イジワル社長は溺愛旦那様!?
「今日は明日早く帰るために、仕事頑張りますので」
【遅くなるんですか?】
「ええ。おそらく日付が変わるでしょう。夕妃さんの手料理を食べられないのは残念ですが」
少しおどけたように湊は肩をすくめたが、やはり彼の仕事は忙しいらしい。
(そういえば私、湊さんがなにをしているかも知らないんだ……でも、そんなのどうだっていい)
【わかりました】
夕妃はうなずいた。
「では夕妃さん、行ってきます」
湊は飲んでいたカップを食器洗浄機に入れて、それから夕妃の両肩に手を乗せ顔を近づける。
(湊さん……)
両手にカップを持ったままの夕妃は、ドキッとしながら目を閉じる。
額に軽く唇をが押し付けられる感触のあと、その唇が今度は耳元に移動した。
「昨晩のこと。
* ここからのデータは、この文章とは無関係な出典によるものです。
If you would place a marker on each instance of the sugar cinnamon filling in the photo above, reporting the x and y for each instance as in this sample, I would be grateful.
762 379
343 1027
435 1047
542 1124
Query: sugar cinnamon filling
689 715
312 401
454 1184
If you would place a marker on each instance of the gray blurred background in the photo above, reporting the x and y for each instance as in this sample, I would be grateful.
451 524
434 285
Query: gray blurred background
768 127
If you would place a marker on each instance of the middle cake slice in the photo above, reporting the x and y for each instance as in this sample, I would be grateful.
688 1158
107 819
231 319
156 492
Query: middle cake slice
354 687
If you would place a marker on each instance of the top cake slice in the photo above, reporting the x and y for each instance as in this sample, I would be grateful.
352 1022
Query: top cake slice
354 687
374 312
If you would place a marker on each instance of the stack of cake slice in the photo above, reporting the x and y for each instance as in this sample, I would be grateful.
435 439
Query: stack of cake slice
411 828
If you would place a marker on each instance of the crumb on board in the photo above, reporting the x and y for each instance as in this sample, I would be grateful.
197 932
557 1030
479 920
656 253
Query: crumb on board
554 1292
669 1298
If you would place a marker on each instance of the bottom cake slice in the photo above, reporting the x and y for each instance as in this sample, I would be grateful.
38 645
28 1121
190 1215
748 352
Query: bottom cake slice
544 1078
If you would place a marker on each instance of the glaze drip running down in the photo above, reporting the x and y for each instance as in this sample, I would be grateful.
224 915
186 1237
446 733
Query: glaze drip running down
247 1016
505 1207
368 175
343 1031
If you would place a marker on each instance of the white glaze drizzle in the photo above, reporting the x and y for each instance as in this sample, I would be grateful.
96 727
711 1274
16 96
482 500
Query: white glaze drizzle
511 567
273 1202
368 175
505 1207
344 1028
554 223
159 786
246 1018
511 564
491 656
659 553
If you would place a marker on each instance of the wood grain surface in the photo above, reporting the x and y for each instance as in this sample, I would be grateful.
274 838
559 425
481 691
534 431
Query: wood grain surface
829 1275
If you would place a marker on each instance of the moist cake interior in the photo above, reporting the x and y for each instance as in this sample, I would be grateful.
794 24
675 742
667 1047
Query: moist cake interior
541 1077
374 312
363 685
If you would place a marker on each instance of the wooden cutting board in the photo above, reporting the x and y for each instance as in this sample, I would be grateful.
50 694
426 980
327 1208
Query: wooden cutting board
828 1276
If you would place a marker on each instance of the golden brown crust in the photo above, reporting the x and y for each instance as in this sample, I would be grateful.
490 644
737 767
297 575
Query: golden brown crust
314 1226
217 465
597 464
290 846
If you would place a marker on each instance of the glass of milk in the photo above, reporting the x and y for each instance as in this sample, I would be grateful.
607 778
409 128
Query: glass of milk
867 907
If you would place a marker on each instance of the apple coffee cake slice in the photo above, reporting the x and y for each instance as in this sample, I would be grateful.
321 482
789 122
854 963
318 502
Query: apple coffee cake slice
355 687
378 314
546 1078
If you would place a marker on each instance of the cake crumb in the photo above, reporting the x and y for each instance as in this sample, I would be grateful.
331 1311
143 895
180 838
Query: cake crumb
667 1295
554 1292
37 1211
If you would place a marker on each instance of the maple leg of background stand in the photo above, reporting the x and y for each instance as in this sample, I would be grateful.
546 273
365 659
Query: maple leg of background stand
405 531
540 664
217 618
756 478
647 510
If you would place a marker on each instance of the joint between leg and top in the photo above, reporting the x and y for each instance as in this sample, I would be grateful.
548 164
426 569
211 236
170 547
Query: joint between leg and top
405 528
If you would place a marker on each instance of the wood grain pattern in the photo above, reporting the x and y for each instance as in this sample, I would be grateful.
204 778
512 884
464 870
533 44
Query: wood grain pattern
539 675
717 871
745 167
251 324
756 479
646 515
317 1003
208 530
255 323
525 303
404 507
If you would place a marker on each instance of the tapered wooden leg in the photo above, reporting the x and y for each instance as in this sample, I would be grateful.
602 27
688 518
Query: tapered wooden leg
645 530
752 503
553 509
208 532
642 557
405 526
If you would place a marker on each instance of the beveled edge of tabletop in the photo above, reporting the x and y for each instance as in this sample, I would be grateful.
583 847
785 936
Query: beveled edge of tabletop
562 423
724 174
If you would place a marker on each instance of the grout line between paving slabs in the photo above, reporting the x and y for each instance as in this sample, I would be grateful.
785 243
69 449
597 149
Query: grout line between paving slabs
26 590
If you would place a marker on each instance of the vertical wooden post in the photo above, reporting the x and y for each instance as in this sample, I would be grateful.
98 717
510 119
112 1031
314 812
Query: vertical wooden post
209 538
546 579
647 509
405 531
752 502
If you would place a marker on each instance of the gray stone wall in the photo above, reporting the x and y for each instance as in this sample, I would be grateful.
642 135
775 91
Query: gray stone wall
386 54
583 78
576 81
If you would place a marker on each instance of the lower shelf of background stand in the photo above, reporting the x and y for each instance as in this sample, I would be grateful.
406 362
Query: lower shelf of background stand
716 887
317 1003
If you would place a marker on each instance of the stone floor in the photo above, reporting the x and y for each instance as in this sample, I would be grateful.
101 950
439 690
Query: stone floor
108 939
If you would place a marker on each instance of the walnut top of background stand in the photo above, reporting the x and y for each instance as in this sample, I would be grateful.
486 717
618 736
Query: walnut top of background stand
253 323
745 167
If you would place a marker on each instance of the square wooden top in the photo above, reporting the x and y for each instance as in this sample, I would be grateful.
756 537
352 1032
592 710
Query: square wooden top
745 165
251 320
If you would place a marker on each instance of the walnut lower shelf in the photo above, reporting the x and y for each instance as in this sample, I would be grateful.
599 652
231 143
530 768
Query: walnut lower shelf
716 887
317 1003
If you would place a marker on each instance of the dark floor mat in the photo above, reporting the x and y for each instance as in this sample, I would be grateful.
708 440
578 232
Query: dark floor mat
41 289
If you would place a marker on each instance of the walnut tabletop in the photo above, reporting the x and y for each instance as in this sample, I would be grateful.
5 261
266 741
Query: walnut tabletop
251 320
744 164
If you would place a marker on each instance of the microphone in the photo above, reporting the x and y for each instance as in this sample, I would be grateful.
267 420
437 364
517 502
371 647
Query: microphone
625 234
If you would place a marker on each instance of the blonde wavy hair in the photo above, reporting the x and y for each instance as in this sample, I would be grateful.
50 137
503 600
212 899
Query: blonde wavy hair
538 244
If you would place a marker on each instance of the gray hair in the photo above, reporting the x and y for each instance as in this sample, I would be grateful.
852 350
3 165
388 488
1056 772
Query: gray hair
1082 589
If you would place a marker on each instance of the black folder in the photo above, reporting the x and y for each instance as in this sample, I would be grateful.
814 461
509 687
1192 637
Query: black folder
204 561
いろいろ言いたいことはありますが、全部込みで、またの楽しみにします」
低く、艶のある声は、敬語だからこそ余計、色っぽく響いた。
(全部込み……楽しみって……そういうこと、なの?)
期待してもいいのだろうか。
いや、せめて期待していたい。
彼との時間は限られているのだから。
夕妃は恥ずかしさに頬を染めながらも、うなずいて湊を見上げた。